Health Insurance Coverage – Mississippi

Wide swath of Mississippi could remain uninsured, By Julie Appleby and Jay Hancock, June 29, 2013, Washington Post: “Tens of thousands of uninsured residents in the poorest and most rural parts of Mississippi may be unable to get subsidies to buy health coverage when a new online marketplace opens this fall because private insurers are avoiding a wide swath of the state. No insurer is offering plans through the federal health law’s marketplace in 36 of the state’s 82 counties, including some of the poorest parts of the Delta region, said Mississippi Insurance Commissioner Mike Chaney. As a result, 54,000 people who may qualify for subsidized coverage would be unable to get it, estimates the Center for Mississippi Health Policy, a nonpartisan research group…”

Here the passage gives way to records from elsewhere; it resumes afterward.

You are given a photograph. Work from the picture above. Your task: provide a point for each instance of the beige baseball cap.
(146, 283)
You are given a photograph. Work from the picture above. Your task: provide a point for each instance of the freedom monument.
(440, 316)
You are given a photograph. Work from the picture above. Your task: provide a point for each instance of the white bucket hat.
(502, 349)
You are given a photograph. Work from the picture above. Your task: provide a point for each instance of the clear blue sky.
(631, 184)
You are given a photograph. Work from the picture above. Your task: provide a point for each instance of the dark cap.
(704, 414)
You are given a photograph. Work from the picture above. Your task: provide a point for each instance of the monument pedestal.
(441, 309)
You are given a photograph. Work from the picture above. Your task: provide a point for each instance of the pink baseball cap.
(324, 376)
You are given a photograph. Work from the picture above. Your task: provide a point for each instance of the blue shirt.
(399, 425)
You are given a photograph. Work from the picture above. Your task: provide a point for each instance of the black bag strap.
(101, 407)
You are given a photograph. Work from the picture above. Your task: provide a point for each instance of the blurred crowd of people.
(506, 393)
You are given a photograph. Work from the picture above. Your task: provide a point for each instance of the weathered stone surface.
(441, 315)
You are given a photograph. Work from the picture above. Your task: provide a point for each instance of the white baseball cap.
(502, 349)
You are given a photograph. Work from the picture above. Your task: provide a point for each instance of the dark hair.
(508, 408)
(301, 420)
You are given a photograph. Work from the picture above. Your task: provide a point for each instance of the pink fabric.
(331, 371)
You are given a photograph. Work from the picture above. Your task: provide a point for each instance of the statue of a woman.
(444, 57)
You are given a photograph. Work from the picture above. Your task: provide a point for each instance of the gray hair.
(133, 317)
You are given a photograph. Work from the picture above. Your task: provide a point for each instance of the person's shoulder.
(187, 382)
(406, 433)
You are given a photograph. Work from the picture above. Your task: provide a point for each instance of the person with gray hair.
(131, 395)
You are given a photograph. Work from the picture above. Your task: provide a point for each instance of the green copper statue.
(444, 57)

States and Medicaid Expansion – Mississippi

Mississippi, one of the poorest and sickest states, says no thanks to extra Medicaid dollars, Associated Press, October 16, 2012, Washington Post: “Mississippi has long been one of the sickest and poorest states in America, with some of the highest rates of obesity, diabetes and heart disease and more than 1 in 7 residents without insurance. And so you might think Mississippi would jump at the prospect of billions of federal dollars to expand Medicaid. You’d be wrong. Leaders of the deeply conservative state say that even if Mississippi receives boatloads of cash under President Barack Obama’s health care law, it can’t afford the corresponding share of state money it will have to put up to add hundreds of thousands of people to the government health insurance program for the poor…”

Food Insecurity – Mississippi

Program aims to reduce hunger in Mississippi, By Emily Wagster Pettus, June 22, 2012, Businessweek: “Mississippi has the highest obesity rate in the nation, yet it also has the highest percentage of households unable to afford enough food for a healthy lifestyle. It seems like a contradiction, but state Agriculture Commissioner Cindy Hyde-Smith says the two problems are intertwined with poverty. “You think hunger-obesity — where’s the connection here? It’s because much of these people do not have access to healthy foods,” Hyde-Smith said Thursday during the announcement of a hunger-fighting effort. The nonprofit National Urban League and meat processor Tyson Foods Inc. are starting a yearlong program to alleviate hunger for about 19,000 people in three Mississippi counties — Hinds County, which is home to the capital city of Jackson, and Warren and Adams counties, which border the Mississippi River. . .”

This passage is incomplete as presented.